Dalam konteks saat ini, penyelenggaraan ujian profesi nasional untuk bidang-bidang tertentu seperti kedokteran, hukum, dan pedagogi merupakan tren yang tak terelakkan dan harus segera diimplementasikan. Di AS dan Australia, mahasiswa setelah lulus dari kedokteran atau hukum harus lulus ujian profesi (USMLE, Ujian Advokat, AMC, dll.) untuk mendapatkan lisensi. Hal ini membantu memisahkan pelatihan akademik dan penilaian kompetensi profesional praktis. Jika ujian profesi nasional diselenggarakan dengan sistem pemantauan independen dan proses ujian yang transparan, akan membawa banyak manfaat seperti: Standarisasi kapasitas keluaran secara nasional; memotivasi sekolah untuk meningkatkan kualitas pelatihan; memastikan praktisi memenuhi standar etika dan profesional,” usul Associate Professor, Dr. Do Van Dung.

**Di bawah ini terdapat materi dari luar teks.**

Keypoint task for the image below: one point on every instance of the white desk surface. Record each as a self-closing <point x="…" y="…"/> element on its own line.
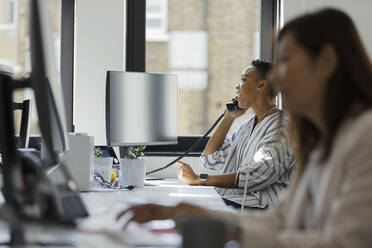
<point x="104" y="206"/>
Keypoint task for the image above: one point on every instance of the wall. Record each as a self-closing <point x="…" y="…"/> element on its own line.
<point x="359" y="11"/>
<point x="99" y="46"/>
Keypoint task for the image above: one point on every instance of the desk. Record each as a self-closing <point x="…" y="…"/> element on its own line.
<point x="103" y="207"/>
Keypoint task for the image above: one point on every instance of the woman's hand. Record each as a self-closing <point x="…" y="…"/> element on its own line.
<point x="235" y="114"/>
<point x="186" y="174"/>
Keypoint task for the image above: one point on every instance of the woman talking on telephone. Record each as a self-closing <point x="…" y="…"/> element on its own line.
<point x="255" y="160"/>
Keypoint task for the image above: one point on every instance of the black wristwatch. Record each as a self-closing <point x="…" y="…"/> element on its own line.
<point x="203" y="177"/>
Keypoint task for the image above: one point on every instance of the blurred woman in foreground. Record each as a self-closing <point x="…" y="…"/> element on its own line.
<point x="325" y="76"/>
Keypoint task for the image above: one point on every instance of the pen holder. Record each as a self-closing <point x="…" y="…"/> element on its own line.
<point x="132" y="172"/>
<point x="103" y="166"/>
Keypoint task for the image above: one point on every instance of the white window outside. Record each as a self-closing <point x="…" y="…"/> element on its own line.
<point x="156" y="20"/>
<point x="8" y="17"/>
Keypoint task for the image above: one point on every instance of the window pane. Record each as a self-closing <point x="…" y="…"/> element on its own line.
<point x="153" y="6"/>
<point x="210" y="43"/>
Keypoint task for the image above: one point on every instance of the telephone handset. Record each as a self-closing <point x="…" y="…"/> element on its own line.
<point x="232" y="106"/>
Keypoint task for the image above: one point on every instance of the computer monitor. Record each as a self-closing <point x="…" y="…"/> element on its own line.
<point x="141" y="108"/>
<point x="45" y="82"/>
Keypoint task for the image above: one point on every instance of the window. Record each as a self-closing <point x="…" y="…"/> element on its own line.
<point x="156" y="19"/>
<point x="209" y="44"/>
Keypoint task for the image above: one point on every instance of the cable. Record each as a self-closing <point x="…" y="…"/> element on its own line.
<point x="191" y="148"/>
<point x="98" y="178"/>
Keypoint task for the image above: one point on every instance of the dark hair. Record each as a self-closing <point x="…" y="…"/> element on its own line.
<point x="264" y="67"/>
<point x="349" y="86"/>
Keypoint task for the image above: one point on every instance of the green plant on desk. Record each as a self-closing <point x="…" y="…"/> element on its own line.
<point x="135" y="152"/>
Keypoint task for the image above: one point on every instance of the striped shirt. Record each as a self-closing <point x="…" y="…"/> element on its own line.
<point x="261" y="158"/>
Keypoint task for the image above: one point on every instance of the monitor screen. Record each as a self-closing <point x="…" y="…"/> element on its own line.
<point x="45" y="82"/>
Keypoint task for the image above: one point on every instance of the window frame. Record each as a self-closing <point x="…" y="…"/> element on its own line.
<point x="161" y="33"/>
<point x="136" y="59"/>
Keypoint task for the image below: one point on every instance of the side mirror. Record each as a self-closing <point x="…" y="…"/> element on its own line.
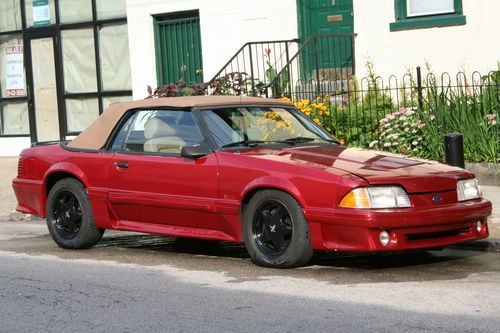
<point x="195" y="151"/>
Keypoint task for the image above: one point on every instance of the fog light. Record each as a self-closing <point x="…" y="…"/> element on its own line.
<point x="384" y="238"/>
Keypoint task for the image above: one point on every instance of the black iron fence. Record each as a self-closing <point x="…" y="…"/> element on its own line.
<point x="411" y="114"/>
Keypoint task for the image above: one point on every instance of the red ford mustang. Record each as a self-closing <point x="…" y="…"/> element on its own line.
<point x="243" y="169"/>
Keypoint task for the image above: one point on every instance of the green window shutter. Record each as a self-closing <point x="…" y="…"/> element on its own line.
<point x="178" y="48"/>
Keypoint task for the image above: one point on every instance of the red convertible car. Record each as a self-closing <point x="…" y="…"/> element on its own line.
<point x="243" y="169"/>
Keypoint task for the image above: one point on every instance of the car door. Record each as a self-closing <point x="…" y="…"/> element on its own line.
<point x="151" y="185"/>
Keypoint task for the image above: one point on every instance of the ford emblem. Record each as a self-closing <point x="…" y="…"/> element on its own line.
<point x="437" y="198"/>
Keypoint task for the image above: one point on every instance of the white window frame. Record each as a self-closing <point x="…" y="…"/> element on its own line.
<point x="409" y="14"/>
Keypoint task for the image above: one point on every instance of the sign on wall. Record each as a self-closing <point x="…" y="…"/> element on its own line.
<point x="14" y="70"/>
<point x="41" y="13"/>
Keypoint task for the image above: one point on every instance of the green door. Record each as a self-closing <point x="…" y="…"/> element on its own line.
<point x="178" y="48"/>
<point x="326" y="18"/>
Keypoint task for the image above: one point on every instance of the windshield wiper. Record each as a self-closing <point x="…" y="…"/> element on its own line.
<point x="303" y="139"/>
<point x="243" y="143"/>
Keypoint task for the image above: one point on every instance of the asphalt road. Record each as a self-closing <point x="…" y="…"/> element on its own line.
<point x="136" y="283"/>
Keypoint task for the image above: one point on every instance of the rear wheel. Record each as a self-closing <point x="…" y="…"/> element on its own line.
<point x="69" y="216"/>
<point x="275" y="230"/>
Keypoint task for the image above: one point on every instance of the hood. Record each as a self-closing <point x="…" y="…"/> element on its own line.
<point x="415" y="175"/>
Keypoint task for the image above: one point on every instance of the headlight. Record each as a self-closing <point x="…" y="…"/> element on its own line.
<point x="376" y="197"/>
<point x="468" y="189"/>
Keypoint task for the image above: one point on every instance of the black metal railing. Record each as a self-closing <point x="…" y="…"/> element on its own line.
<point x="411" y="114"/>
<point x="323" y="64"/>
<point x="252" y="67"/>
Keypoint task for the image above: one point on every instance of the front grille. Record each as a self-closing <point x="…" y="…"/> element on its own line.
<point x="437" y="234"/>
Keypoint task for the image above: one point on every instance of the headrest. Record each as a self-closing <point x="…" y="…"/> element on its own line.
<point x="155" y="128"/>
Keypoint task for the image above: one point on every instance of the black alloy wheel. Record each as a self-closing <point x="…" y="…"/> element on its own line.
<point x="272" y="228"/>
<point x="275" y="230"/>
<point x="69" y="216"/>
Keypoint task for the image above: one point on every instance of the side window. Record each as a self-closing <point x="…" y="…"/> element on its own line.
<point x="158" y="131"/>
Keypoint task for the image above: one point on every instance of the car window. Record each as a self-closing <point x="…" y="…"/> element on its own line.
<point x="157" y="131"/>
<point x="264" y="124"/>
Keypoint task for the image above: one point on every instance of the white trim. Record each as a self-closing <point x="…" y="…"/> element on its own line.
<point x="408" y="14"/>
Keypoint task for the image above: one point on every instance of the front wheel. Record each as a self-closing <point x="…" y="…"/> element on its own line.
<point x="69" y="216"/>
<point x="275" y="230"/>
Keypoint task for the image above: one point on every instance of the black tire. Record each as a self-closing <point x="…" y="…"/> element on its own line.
<point x="275" y="230"/>
<point x="69" y="216"/>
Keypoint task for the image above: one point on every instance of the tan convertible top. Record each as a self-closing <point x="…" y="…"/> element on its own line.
<point x="95" y="136"/>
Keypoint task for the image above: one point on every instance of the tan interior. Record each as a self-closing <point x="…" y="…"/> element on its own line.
<point x="96" y="135"/>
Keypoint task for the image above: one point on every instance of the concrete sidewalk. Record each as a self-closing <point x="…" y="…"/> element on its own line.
<point x="8" y="170"/>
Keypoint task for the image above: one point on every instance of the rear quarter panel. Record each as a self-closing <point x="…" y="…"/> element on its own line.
<point x="42" y="166"/>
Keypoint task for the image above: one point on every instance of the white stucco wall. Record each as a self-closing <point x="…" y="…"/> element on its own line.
<point x="225" y="26"/>
<point x="470" y="47"/>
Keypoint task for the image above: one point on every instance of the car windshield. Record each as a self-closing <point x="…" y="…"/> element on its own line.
<point x="247" y="126"/>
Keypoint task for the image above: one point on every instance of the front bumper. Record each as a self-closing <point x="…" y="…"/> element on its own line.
<point x="358" y="230"/>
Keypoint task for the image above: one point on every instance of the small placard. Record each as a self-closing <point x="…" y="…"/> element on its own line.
<point x="334" y="18"/>
<point x="14" y="71"/>
<point x="41" y="13"/>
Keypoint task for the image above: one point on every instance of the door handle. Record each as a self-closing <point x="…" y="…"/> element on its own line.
<point x="123" y="165"/>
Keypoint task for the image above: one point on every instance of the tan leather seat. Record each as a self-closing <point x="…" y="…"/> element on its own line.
<point x="161" y="137"/>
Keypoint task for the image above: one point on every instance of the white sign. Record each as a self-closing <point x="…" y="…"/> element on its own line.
<point x="41" y="13"/>
<point x="14" y="70"/>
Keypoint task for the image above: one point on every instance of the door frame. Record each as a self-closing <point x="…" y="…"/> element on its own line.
<point x="39" y="33"/>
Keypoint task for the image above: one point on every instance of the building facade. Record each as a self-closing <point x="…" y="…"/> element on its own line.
<point x="63" y="61"/>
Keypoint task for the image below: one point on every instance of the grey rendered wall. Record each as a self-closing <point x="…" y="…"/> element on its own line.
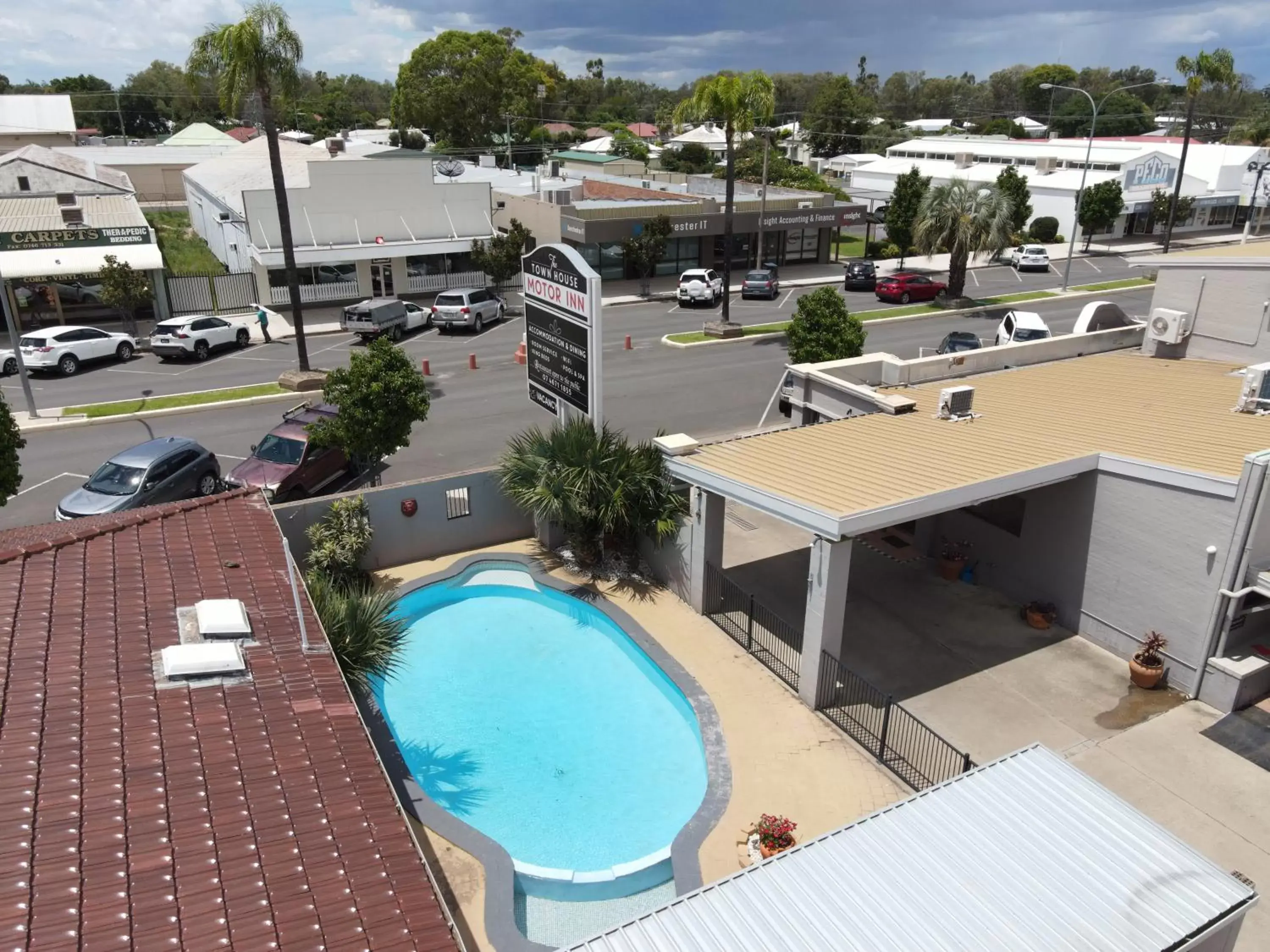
<point x="1230" y="313"/>
<point x="428" y="534"/>
<point x="1117" y="556"/>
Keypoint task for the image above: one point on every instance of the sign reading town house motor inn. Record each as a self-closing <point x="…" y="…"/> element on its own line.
<point x="562" y="330"/>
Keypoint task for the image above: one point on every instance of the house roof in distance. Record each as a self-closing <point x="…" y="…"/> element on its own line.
<point x="36" y="115"/>
<point x="1023" y="853"/>
<point x="242" y="814"/>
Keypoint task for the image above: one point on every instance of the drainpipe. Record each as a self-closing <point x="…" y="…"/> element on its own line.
<point x="1248" y="516"/>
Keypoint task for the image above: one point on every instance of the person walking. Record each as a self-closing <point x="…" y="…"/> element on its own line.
<point x="262" y="318"/>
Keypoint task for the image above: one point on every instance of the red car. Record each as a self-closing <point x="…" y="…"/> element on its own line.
<point x="906" y="287"/>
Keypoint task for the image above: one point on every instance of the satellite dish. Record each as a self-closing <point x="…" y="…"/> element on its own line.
<point x="450" y="167"/>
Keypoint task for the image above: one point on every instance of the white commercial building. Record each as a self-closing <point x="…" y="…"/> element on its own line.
<point x="364" y="225"/>
<point x="1216" y="176"/>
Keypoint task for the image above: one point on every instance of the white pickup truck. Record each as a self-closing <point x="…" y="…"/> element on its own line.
<point x="384" y="315"/>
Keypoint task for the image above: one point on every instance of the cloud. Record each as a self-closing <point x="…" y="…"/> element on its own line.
<point x="662" y="41"/>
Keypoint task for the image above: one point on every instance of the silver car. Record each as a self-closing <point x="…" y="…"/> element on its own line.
<point x="157" y="471"/>
<point x="467" y="308"/>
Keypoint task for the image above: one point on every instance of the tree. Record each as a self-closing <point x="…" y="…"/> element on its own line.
<point x="628" y="146"/>
<point x="460" y="85"/>
<point x="125" y="290"/>
<point x="1119" y="115"/>
<point x="839" y="117"/>
<point x="501" y="258"/>
<point x="1014" y="187"/>
<point x="1216" y="69"/>
<point x="646" y="249"/>
<point x="1100" y="206"/>
<point x="823" y="330"/>
<point x="11" y="442"/>
<point x="258" y="58"/>
<point x="906" y="201"/>
<point x="967" y="219"/>
<point x="380" y="396"/>
<point x="691" y="159"/>
<point x="594" y="484"/>
<point x="738" y="103"/>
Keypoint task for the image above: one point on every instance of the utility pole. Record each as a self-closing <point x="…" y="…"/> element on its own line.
<point x="765" y="131"/>
<point x="12" y="322"/>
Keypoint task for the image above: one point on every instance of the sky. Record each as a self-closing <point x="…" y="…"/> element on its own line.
<point x="661" y="41"/>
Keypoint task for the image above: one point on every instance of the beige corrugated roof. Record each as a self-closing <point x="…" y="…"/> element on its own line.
<point x="1173" y="413"/>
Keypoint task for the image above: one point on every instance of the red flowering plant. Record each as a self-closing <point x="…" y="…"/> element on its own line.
<point x="775" y="832"/>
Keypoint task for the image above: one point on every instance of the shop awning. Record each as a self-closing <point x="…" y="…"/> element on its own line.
<point x="58" y="262"/>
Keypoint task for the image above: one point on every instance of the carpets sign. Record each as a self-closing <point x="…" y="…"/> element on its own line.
<point x="73" y="238"/>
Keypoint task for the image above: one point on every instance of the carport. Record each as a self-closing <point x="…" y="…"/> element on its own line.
<point x="1061" y="482"/>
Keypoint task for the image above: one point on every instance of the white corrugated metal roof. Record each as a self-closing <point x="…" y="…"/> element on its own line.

Prof. Dr. Nguyen Dinh Duc, Universitas Teknologi, Universitas Nasional Hanoi, juga menekankan bahwa ketegasan dan ketelitian dalam pelatihan di bidang kedokteran dan hukum sangat diperlukan karena keduanya merupakan bidang yang sangat spesifik, yang tidak hanya membutuhkan kualifikasi tetapi juga pengalaman dan sertifikat praktik bagi staf. Dalam konteks fasilitas pelatihan kedokteran dan hukum yang berkembang terlalu pesat belakangan ini, sementara kualitas pelatihan di banyak tempat belum memenuhi persyaratan, pengetatan manajemen, bahkan penggabungan, pembubaran, dan perencanaan ulang untuk meningkatkan kualitas sangatlah diperlukan. Namun, peraturan bahwa "hanya sekolah kedokteran yang dapat mendidik dokter, hanya sekolah hukum yang dapat mendidik hukum" perlu dipahami secara menyeluruh dan komprehensif, dan prasyaratnya adalah kualitas, bukan namanya.
Kenyataannya, sekolah komprehensif dan multidisiplin masih dapat melatih dokter dan pengacara dengan sangat efektif jika mereka sepenuhnya memenuhi persyaratan: Fasilitas praktik standar, staf pengajar berkualitas; program terakreditasi independen. Oleh karena itu, peraturan yang terlalu "kaku" pada satu jenis sekolah dapat membatasi sumber daya pelatihan, padahal tujuan utamanya adalah memastikan kualitas.